At boarding school the Spanish master used to call me Medium Bell. My elder sister having gone before and my younger soon to follow. My eldest sister put chewing gum on his chair. I think he was quite sanguine about it though my parents had to foot the dry cleaning bill. She just wanted to come home. That’s all. She couldn’t stomach it. Not at all. Not at all.
I didn’t know whether they’d go for the fact that I’m a medium as well, said the head of Ceredigion toilets. She is a major character in a new BBC Two Wales documentary. Coastal lives. There is an Elvis impersonator and a couple who keep snakes. It’s all about proper cleaning, she tells me. We’ve won top loo over the years and platinum, and Aberaeron who’ve got gold keep saying how comes you got platinum? It’s all about proper cleaning, I say. It isn’t enough to just swish a mop around, she says. You’ve got to do the skirting boards too.
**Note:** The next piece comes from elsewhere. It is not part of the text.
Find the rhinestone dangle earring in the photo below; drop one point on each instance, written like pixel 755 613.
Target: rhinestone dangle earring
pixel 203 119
Fifteen minutes. Fame. Fifteen minutes of fame. Do you know who he is? she asks. Oh, I say. Yes, I heard about it. He was on telly yesterday, she said. I saw his picture on the front of the paper today. A gentle young man. Small, slim and white-faced. There is no bandage. The tear is still bloodied. They cluck around him. Poor love. Poor lamb. An innocent. The man on the radio keeps asking him if he did anything to warrant it. Not at all. Wrong place, wrong time. He was wearing a poncho. The perpetrator. There must’ve been blood. Will you press charges? I ask. Of course, he says, I ‘ave to don’ I?
There’s Farter, he says, stopping the car to let a man with a grey-moustache wearing a brown anorak cross at the junction between Thespian Street and Terrace Road. Farter? I ask. Yeh, Non the Pon said he is notorious for farting in the Nat Lib. They all call him Farter. He can’t help himself apparently.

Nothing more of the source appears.